Mais là, le vieux pêcheur eut beau frotter ses yeux de ses poings imprégnés de sel ; le prestige éclatant manifesté la veille ne se dissipait point ni ne s'expliquait davantage. Il se convainquit aisément qu'il n'avait point affaire à une ombre ni à quelque mensonge des eaux. La sonde de plomb qui lui dessinait un jeune homme mol et gracieux comme une femme, et vêtu d'habits princiers, était solide, résistante et d'entière réalité 7.

Eucher n'eut garde de s'oublier à la contempler. À grands renforts de câbles, de crochets et du large filet à thons, ce corps mystérieux sortit lentement de la mer, et ses traits à l'air libre se peignaient d'un charme nouveau. Le violet pur des lèvres, le front pâle et uni, les yeux, où s'étendait une rêverie glaciale, éblouirent Eucher. Joyeux de n'avoir rien endommagé de ces richesses, il les couvait d'un œil ivre à la fois et affamé ; et, comme il éprouvait le besoin de répandre son trouble, il s'affligeait à haute voix qu'un naufragé si beau fût privé de la sépulture.

L'ayant déposé à la poupe, après qu'il l'eut enveloppé du filet en guise d'un linceul, il s'agenouilla au-devant et, comme à un ami, lui saisit les deux mains qui étaient toutes blanches, petites et souples encore.

« Ô naufragé ! fit-il, quitte ce regard méfiant. Je ne suis qu'un pêcheur, mais je veux que tu aies un gîte sur la terre afin de n'errer point dessous un espace de mille années. Je te brûlerai sur un bûcher de résine et ensuite ma voix appellera trois fois tes mânes. Que te faut-il de plus, cher étranger ? Le tombeau ? tu l'auras. Un fils que j'ai grave les pierres. Il mettra sur la tienne du myrte fleuri, un écueil avec deux colombes et le nom de ce lieu où je t'ai trouvé. »

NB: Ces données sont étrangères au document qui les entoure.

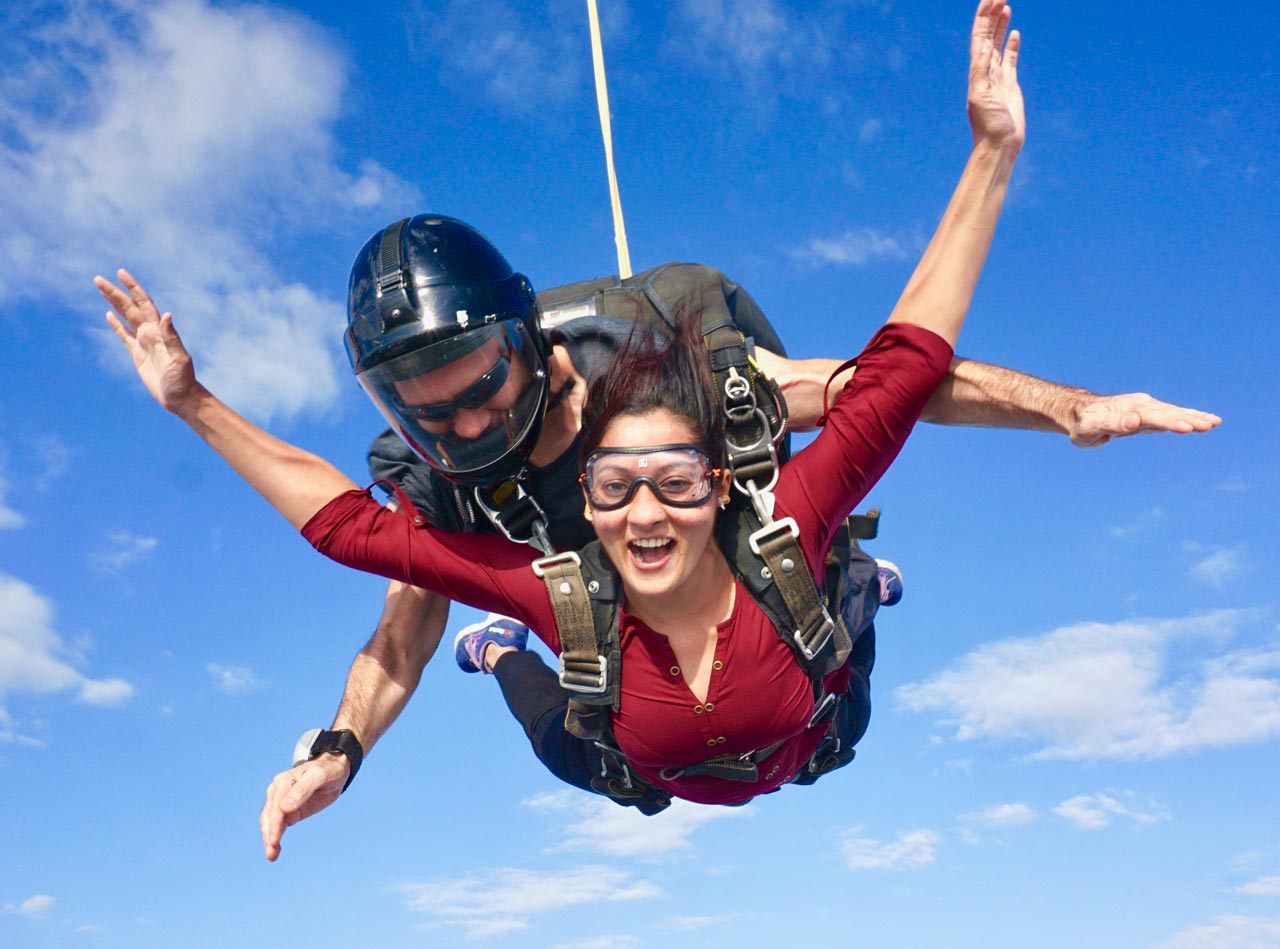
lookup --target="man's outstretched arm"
[259,580,449,861]
[756,350,1222,448]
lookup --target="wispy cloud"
[524,791,754,857]
[840,830,940,870]
[1053,793,1170,830]
[668,0,838,87]
[553,936,644,949]
[896,611,1280,759]
[32,435,72,491]
[392,866,662,939]
[1157,916,1280,949]
[1236,876,1280,896]
[0,574,133,742]
[3,893,54,916]
[205,662,266,695]
[0,474,27,530]
[88,530,160,574]
[790,228,916,266]
[960,804,1037,827]
[1187,544,1245,589]
[1108,507,1165,540]
[406,0,586,114]
[0,0,413,418]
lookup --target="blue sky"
[0,0,1280,949]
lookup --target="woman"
[95,0,1024,803]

C'est ainsi que le charme d'un jeune corps privé de vie déliait la parole de cet ignorant marinier et, le rendant ingénieux, lui soufflait des discours. Mais, las enfin, Eucher tomba dans le sommeil, le front posé sur l'extrémité du filet qui gardait le cadavre. On aurait pris ce front jaunâtre et dépouillé pour une des pierres polies dont les pêcheurs se servent afin de caler leurs engins quand ils les sèchent au soleil ; toutefois, en dormant, Eucher dut déplacer sa tête pesante, en quelque mouvement, car, lorsqu'il s'éveilla, le filet était vide, la planche de la barque nue, et le beau corps avait glissé sous l'eau amère.

Mais Eucher fut d'abord, en quelque manière, étourdi du plein jour qui naissait ; les obliques rayons, commençant 8 de heurter la croupe ronde de l'Étang, y coulaient ou, rompus, éclaboussaient de mille parts. Cependant son vague regard s'emplit de larmes quand il fallut chercher où avait pu tomber le mystérieux naufragé. À droite, à gauche de la barque, le pêcheur s'inclina sans apercevoir autre chose que les reflets de son front redevenu sombre.

Il put se résoudre 9 à regagner l'île. Marc le guettait sur le rivage, agitant dans ses mains le gain de leur pêche nocturne. C'étaient quatre pièces d'argent qu'il avait refusé de remettre à tout autre qu'à son grand-père ; et, bien que ce profit passât de beaucoup la coutume, le vieil Eucher n'y prit point garde, mais il débarqua le cœur gros.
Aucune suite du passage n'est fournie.